Secure Login: Hash & Salt Authentication

TL;DR

This guide shows you how to securely store passwords using hashing and salting when a user logs in over SSL (HTTPS). This protects your users even if your database is compromised.

What You’ll Need

• A web server with SSL/TLS configured (HTTPS)
• A database to store usernames, passwords (hashed and salted), and salts.
• Server-side programming language (e.g., Python, PHP, Node.js)

Steps

1. Understand Hashing & Salting
   • Hashing: Converts a password into an irreversible string of characters. You can’t get the original password back from the hash.
   • Salting: Adds a random, unique string (the salt) to each password *before* hashing. This makes it much harder for attackers using pre-computed tables of common passwords (rainbow tables).
2. Generate Salts

   When a new user registers, generate a unique salt for them. A good length is 16-32 random characters.

   # Python example using secrets module
   import secrets
   salt = secrets.token_hex(16)
   print(salt)

3. Store User Data

   In your database, store the following for each user:

   • Username
   • Password Hash (see step 4)
   • Salt
4. Hash Passwords with Salts

   Before storing a password, combine the salt and password, then hash the result.

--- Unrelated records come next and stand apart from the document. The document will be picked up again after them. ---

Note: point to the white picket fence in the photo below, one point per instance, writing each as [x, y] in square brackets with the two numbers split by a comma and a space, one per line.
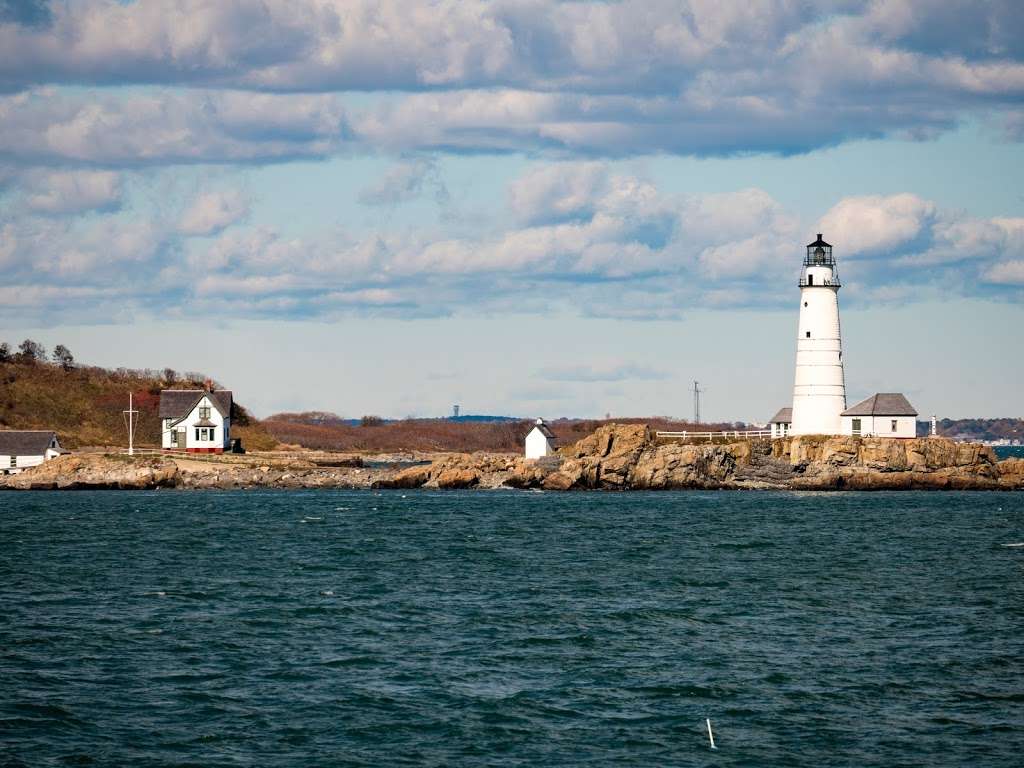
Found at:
[711, 435]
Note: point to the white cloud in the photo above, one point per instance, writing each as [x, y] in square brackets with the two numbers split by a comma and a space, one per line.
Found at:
[212, 212]
[72, 192]
[627, 250]
[1006, 272]
[876, 224]
[613, 371]
[627, 78]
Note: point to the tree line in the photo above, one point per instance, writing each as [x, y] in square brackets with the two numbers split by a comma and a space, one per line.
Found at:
[30, 351]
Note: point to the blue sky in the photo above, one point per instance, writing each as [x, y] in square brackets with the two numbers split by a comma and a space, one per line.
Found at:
[527, 207]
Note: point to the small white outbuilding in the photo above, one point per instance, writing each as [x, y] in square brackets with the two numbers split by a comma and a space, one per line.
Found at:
[882, 415]
[23, 449]
[781, 423]
[540, 441]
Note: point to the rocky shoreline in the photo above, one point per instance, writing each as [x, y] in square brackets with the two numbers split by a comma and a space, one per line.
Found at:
[615, 457]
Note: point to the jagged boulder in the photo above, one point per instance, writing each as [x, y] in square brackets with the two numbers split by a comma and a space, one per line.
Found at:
[1012, 473]
[97, 472]
[458, 478]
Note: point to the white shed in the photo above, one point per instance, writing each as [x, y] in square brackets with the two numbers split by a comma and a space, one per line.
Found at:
[882, 415]
[196, 420]
[781, 423]
[23, 449]
[540, 441]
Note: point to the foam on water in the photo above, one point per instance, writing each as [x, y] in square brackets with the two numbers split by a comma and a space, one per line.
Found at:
[467, 629]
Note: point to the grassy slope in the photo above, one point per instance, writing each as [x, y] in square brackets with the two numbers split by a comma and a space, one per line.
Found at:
[84, 404]
[438, 434]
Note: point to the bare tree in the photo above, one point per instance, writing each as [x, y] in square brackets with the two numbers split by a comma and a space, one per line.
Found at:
[64, 357]
[31, 351]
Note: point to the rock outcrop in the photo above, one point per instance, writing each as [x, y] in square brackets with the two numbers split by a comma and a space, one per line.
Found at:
[615, 457]
[74, 472]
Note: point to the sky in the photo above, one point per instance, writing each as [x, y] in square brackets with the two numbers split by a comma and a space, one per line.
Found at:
[524, 207]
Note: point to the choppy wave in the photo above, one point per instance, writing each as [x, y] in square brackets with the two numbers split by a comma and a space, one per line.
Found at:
[467, 629]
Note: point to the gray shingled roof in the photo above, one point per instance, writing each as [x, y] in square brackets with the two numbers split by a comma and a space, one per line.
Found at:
[544, 429]
[176, 403]
[883, 403]
[25, 442]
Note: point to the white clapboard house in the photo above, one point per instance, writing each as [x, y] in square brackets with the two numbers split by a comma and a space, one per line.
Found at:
[23, 449]
[540, 441]
[198, 421]
[882, 415]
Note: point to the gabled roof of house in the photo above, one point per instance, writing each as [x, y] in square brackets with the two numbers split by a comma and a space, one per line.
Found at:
[26, 442]
[883, 403]
[176, 403]
[545, 430]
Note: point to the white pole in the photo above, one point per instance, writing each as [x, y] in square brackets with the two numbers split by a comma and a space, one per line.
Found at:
[131, 444]
[130, 420]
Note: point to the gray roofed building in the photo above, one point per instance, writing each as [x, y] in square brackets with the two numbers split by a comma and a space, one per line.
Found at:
[28, 442]
[176, 403]
[883, 403]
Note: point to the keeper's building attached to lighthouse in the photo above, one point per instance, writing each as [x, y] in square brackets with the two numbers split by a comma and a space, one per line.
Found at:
[819, 388]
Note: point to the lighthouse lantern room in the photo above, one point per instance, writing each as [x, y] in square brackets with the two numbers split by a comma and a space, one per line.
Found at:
[819, 388]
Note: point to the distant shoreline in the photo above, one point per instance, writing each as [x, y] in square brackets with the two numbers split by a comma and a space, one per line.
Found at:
[614, 458]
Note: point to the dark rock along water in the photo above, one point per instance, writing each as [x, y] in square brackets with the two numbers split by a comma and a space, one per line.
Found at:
[494, 628]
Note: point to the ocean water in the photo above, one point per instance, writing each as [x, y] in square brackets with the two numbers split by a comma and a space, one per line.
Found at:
[511, 629]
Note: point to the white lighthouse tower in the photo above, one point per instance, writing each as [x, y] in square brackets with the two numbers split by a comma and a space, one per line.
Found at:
[819, 389]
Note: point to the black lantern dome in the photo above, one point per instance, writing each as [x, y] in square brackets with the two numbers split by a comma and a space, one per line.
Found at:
[819, 254]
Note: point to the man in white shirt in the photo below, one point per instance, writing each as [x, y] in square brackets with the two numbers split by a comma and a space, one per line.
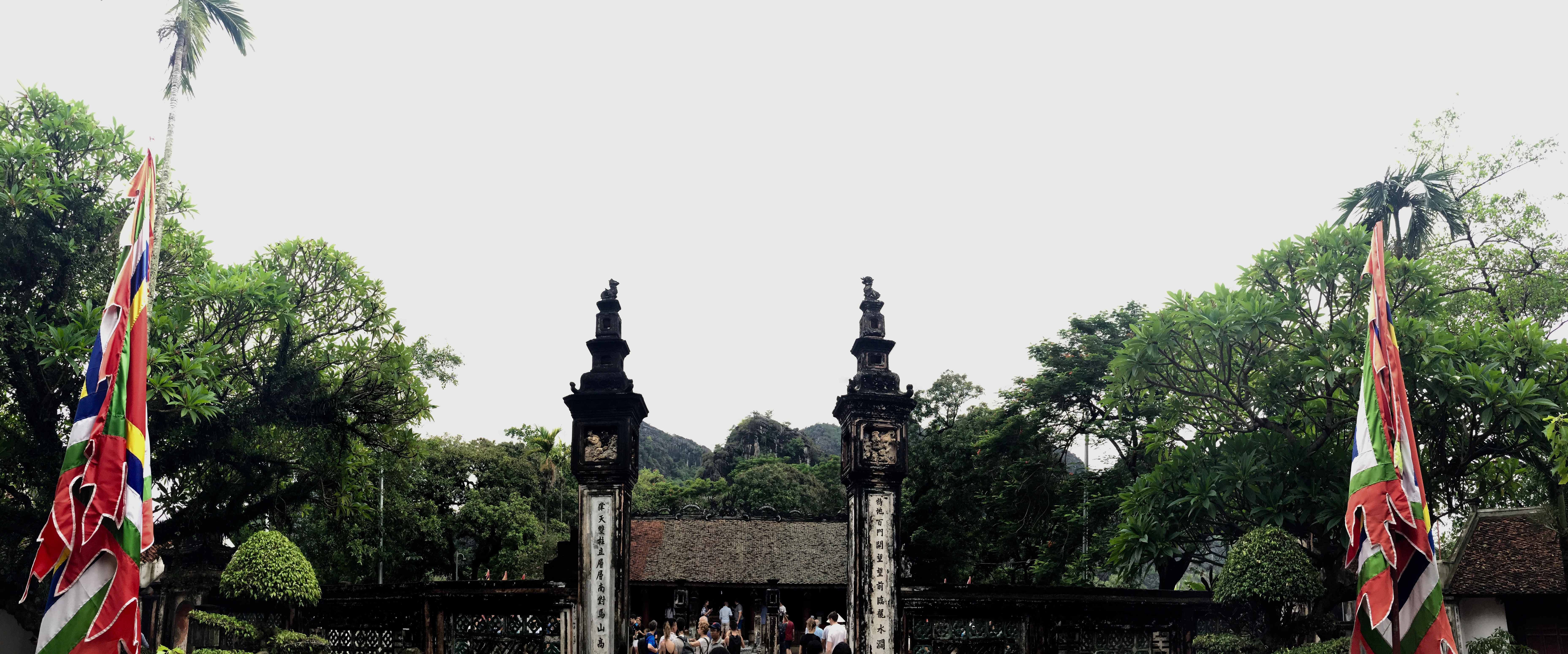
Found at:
[835, 634]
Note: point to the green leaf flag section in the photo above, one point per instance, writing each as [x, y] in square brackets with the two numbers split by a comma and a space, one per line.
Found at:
[71, 615]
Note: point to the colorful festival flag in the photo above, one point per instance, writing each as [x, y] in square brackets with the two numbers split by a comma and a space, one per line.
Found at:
[101, 521]
[1390, 524]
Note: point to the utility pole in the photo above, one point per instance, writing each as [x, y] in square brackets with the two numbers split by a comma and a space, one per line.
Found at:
[382, 523]
[1086, 503]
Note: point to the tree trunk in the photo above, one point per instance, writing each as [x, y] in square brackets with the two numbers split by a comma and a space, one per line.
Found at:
[1399, 239]
[167, 173]
[1172, 572]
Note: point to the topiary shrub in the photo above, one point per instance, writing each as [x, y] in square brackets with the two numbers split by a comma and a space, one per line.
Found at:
[1266, 578]
[1227, 644]
[1327, 647]
[226, 623]
[294, 642]
[270, 568]
[1500, 642]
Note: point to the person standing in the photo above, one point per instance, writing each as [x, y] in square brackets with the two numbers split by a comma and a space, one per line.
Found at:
[703, 639]
[811, 640]
[835, 634]
[670, 644]
[736, 642]
[651, 640]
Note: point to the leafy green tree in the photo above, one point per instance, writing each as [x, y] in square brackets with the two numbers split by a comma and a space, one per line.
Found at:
[270, 568]
[485, 496]
[1424, 189]
[303, 374]
[1507, 263]
[786, 488]
[672, 455]
[1257, 391]
[1269, 578]
[760, 435]
[990, 493]
[60, 227]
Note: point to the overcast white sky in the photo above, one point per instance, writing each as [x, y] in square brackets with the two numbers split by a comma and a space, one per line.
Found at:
[739, 167]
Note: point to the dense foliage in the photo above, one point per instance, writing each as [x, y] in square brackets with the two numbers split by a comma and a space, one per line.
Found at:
[496, 506]
[763, 463]
[760, 435]
[60, 225]
[673, 457]
[1227, 644]
[270, 568]
[272, 382]
[990, 493]
[1340, 647]
[827, 437]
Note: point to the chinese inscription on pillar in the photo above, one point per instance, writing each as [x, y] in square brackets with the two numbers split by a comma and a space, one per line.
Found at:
[880, 612]
[601, 578]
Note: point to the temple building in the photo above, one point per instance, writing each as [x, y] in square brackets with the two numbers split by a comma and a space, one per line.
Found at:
[620, 565]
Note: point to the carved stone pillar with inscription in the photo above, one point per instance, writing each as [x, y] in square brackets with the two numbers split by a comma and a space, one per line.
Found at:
[872, 418]
[606, 421]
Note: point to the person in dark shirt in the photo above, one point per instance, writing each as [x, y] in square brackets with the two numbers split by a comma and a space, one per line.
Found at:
[810, 642]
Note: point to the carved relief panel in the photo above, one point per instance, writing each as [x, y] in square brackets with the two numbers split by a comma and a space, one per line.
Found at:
[601, 443]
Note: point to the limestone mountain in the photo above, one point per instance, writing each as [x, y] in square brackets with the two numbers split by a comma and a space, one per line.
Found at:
[760, 435]
[827, 437]
[675, 457]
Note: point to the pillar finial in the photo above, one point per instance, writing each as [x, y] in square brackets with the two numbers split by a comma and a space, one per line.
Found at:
[608, 347]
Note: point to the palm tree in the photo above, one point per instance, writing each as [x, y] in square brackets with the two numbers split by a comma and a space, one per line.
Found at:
[542, 446]
[1424, 189]
[189, 24]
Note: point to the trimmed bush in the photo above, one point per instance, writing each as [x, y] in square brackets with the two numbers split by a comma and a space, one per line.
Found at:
[1327, 647]
[1266, 578]
[270, 568]
[1227, 644]
[225, 623]
[1268, 565]
[295, 642]
[1500, 642]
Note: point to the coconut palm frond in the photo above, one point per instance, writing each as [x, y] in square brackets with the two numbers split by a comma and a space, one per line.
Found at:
[1426, 189]
[189, 26]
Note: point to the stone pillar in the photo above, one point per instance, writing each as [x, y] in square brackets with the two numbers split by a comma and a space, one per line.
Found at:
[872, 418]
[608, 418]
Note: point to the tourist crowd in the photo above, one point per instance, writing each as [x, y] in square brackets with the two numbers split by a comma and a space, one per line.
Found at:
[720, 633]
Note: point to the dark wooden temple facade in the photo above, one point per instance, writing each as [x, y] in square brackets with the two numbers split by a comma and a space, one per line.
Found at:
[653, 567]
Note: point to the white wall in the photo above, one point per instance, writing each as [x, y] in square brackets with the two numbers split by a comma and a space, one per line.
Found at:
[1479, 617]
[15, 639]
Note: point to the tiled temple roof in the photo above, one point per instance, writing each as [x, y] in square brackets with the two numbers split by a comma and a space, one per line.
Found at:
[1509, 553]
[725, 551]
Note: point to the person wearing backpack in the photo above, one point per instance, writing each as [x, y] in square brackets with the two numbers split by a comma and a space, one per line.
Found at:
[810, 642]
[786, 633]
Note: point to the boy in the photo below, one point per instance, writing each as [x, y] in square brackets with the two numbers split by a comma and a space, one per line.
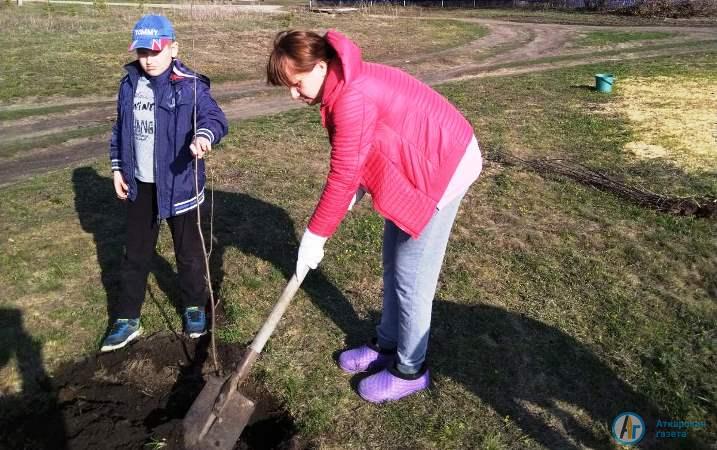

Use a strong hashing algorithm like bcrypt or Argon2.

   # Python example using bcrypt
   import bcrypt
   password = "mySecretPassword"
   salt = "someRandomSalt"
   hashed_password = bcrypt.hashpw(password.encode('utf-8'), salt.encode('utf-8'))
   print(hashed_password)

   Important: Store the hashed_password in your database, *not* the original password.

5. Authentication Process (Login)
   1. Receive username and password from user.
   2. Retrieve the salt for that username from the database.
   3. Combine the entered password with the retrieved salt.
   4. Hash the combined password + salt using the same hashing algorithm used during registration (e.g., bcrypt).
   5. Compare the newly generated hash with the stored hash in the database.
   6. If the hashes match, authentication is successful!
6. Example Login Code

   # Python example (simplified)
   import bcrypt
   
   def verify_password(entered_password, stored_hash, salt):
     combined_password = entered_password.encode('utf-8') + salt.encode('utf-8')
     hashed_password = bcrypt.hashpw(combined_password, salt.encode('utf-8'))
     return hashed_password == stored_hash.encode('utf-8')

7. SSL/TLS (HTTPS)

   Ensure all login traffic is encrypted using SSL/TLS. This prevents attackers from intercepting usernames and passwords in transit.

   • Obtain an SSL certificate for your domain.
   • Configure your web server to use HTTPS.
   • Redirect HTTP requests to HTTPS.
8. Security Considerations
   • Strong Hashing Algorithm: Use bcrypt or Argon2 – they are designed to be slow, making brute-force attacks harder.
   • Salt Length: Use a salt length of at least 16 characters.
   • Unique Salts: Each user *must* have a unique salt.
   • Rate Limiting: Limit the number of login attempts to prevent brute-force attacks.
   • Regular Updates: Keep your server software and libraries up to date with security patches.